What's interesting is that Boeing, back in 2005, firmly announced that it couldn't be done. In a briefing at the Avalon air show in Australia, I asked why Boeing wasn't proposing tankers based on used 767s -- and low-time 767s were widely available on the market at the time.

The answer was that you needed the high-gross-weight ER version of the 767 for a tanker mission, but the great majority of the HGW airframes were -300s, and the longer-body aircraft did not have sufficient tail clearance at rotation to accommodate a boom.

IAI has solved the problem (patent here) by designing a low-profile boom and providing a structural recess for the pivot mechanism. It all seems a little obvious in retrospect.

Discuss this Blog Entry 4

on Aug 28, 2014

It's ALWAYS "obvious" after somebody else does it. There's always an army of naysayers who will bravely tell you why something can't be done.
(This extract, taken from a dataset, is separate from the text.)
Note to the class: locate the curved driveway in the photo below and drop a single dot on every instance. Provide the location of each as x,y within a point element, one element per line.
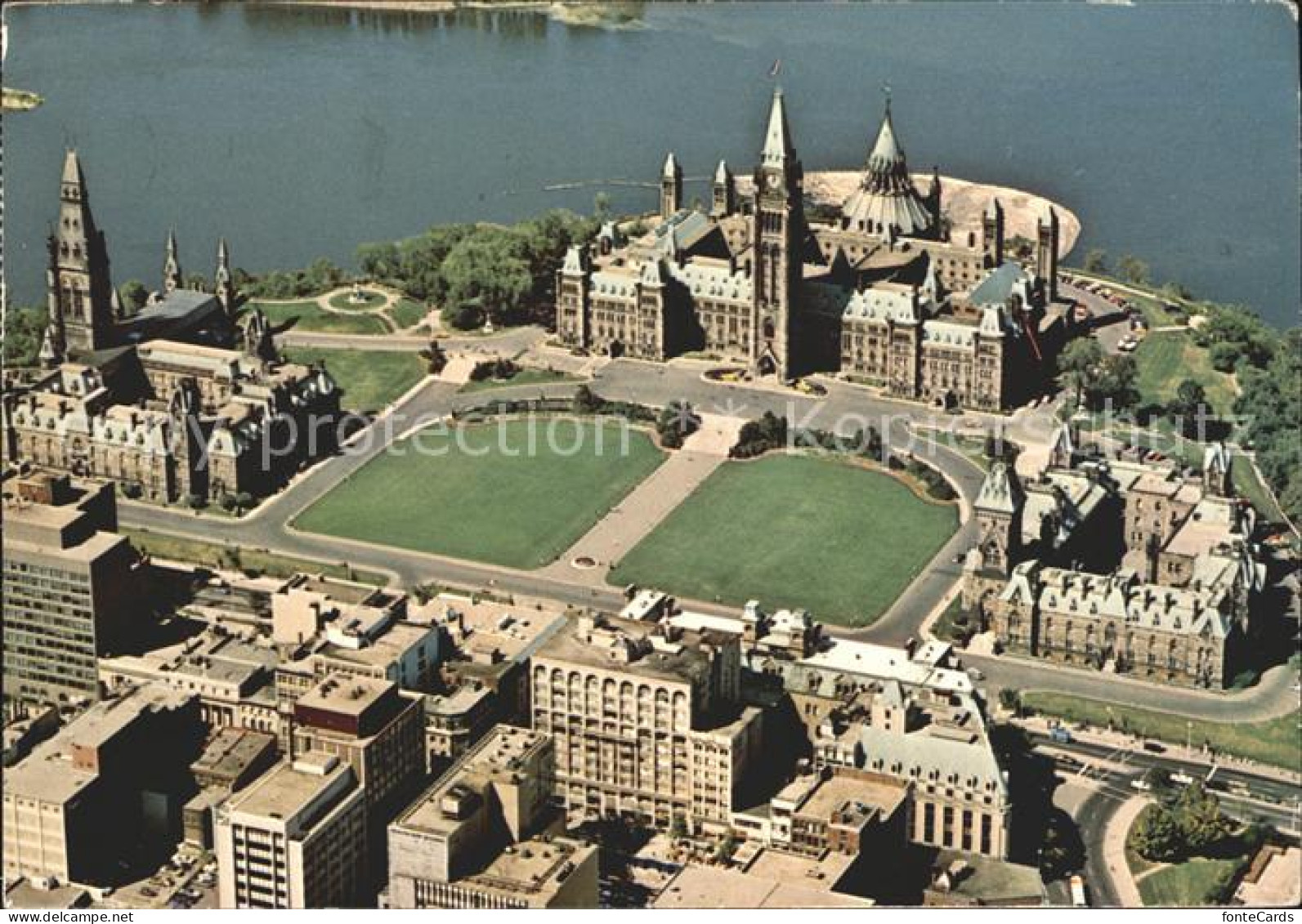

The Israeli philosophy has always been they DO NOT want to hear from those people and ONLY allow those with ideas on how something "impossible" might be done to speak.

on Aug 28, 2014

There is - Can Do - Can't Do - and a very lonely place called MUST Do.
Israel lives there.

on Aug 28, 2014

Israel does both the possible and the impossible.
If you look at the achievements of a country that for 66 years had mostly to deal with surrounding countries and terror organizations trying to destroy it, whose majority of population rose from ashes of concentration camps and arrived as refugees driven out of Arab countries - to gain 14 Nobel prizes and be a leading high tech inventor - you should take you hats off.
Computer chips, drip irrigation, Iron Dome, pill that travel thru the digestion system and digitally records the system - and countless more.
Chapeau!

on Aug 28, 2014

The Israeli firm of IAI modified an ex-civvy 767-200 into a tanker and transport for the Colombian Air Force and sold it for a mere $ 70 million. IAI obtained a contract for a couple of ex-ccivies 767-300s transformed into tankers and transport planes for a bit more consering that the refueling system is more advanced and sold them to the Brazilian Air Force. The U.S. Airforce bought 180 KC-46s brand new from Boeing at an estimated (not firm) unit price of $ 120 million. You draw your own conclussions.